L’intera storia è ambientata in una piccola città dell’Indiana, retrograda e annichilita nei suoi preconcetti: il capo dell’associazione genitori – insegnanti (Kerry Washington) ne rappresenta l’emblema perfetto. La donna, infatti, rifiuta in modo deciso la possibilità di far partecipare al ballo Emma con una donna, non rendendosi conto che la stessa figlia Alyssa (Ariana DeBose) ha un segreto non confessato. Solo il preside della scuola (Keegan-Michael Key), grande fan di Dee Dee, appoggia Emma, nonostante l’opposizione di chiunque altro.

The Prom racconta una storia adolescenziale ma, anche e soprattutto, di vita. Lo spettatore può osservare l’evoluzione dei personaggi, nello specifico dei quattro attori, che giunti in Indiana con l’intenzione di salvare la propria carriera scopriranno le fragilità che la fama e lo scintillio di Broadway offuscavano.

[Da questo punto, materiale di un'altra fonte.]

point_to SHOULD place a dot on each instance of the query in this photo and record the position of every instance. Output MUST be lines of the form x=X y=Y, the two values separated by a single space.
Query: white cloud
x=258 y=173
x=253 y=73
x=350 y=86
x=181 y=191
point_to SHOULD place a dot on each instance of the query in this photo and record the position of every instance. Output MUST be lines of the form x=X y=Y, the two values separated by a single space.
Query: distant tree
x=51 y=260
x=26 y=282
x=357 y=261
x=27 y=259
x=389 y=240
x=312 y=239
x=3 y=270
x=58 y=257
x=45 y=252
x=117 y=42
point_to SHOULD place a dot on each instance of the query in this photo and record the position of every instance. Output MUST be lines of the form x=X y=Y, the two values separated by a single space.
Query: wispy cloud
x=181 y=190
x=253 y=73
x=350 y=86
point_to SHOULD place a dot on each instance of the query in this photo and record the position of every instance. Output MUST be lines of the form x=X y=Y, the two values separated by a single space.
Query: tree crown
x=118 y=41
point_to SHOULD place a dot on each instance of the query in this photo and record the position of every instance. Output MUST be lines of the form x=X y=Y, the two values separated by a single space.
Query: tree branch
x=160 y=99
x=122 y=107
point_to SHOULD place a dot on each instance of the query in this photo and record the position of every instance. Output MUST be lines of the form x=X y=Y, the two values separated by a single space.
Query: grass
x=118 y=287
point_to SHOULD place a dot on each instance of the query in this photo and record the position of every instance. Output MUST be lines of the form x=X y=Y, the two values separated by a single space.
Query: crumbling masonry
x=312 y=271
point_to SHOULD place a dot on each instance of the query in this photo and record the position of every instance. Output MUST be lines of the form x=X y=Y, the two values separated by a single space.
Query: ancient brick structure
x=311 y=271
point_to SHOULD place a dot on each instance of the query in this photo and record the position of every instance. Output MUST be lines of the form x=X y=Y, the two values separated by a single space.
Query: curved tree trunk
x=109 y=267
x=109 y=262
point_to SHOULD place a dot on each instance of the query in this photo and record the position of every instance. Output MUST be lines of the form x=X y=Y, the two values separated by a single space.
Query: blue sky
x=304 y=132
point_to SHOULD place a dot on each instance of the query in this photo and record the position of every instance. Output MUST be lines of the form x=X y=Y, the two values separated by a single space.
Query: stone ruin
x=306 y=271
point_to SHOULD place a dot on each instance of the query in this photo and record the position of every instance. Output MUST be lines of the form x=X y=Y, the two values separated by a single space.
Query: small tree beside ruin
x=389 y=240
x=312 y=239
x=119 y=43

La fotografia di Matthew Libatique, colorata e abbagliante, veicola infatti una storia che ironizza anche sui valori del mondo dello spettacolo, spesso manifestazione del desiderio di fama.

Il lungometraggio è scandito da canti e balli ma la vicenda non corre il rischio di essere “emarginata”. La sceneggiatura (Bob Martin e Chad Beguelin), infatti, segue un ritmo ben preciso in cui la parte musicale è essa stessa sottotesto e narrazione.

Il film racconta, attraverso la figura di Emma, le difficoltà di un mondo che pur moderno non riesce a fuoriuscire dalle sue tradizioni e credenze.

Le storie dei quatto protagonisti di Broadway, al contrario, diventano l’occasione per osservare come l’apparenza spesso appanni la vista e non consenta lo svelamento della verità.

“La vita non è un ballo, è dura”: questo ripetono come un mantra i tanti personaggi della vicenda, invitando lo spettatore a ballare a discapito delle sofferenze e del dolore. Se non si può avere la vita che si desidera, infatti, si deve comunque provare a gioire, cercando di costruire la propria storia.

In The Prom, lentamente, lo sfavillio cede il posto alla realtà e l’illusione diviene verità.

Il lungometraggio racconta l’accettazione di sé stessi e degli altri e la possibilità di amare e amarsi per ciò che si è realmente.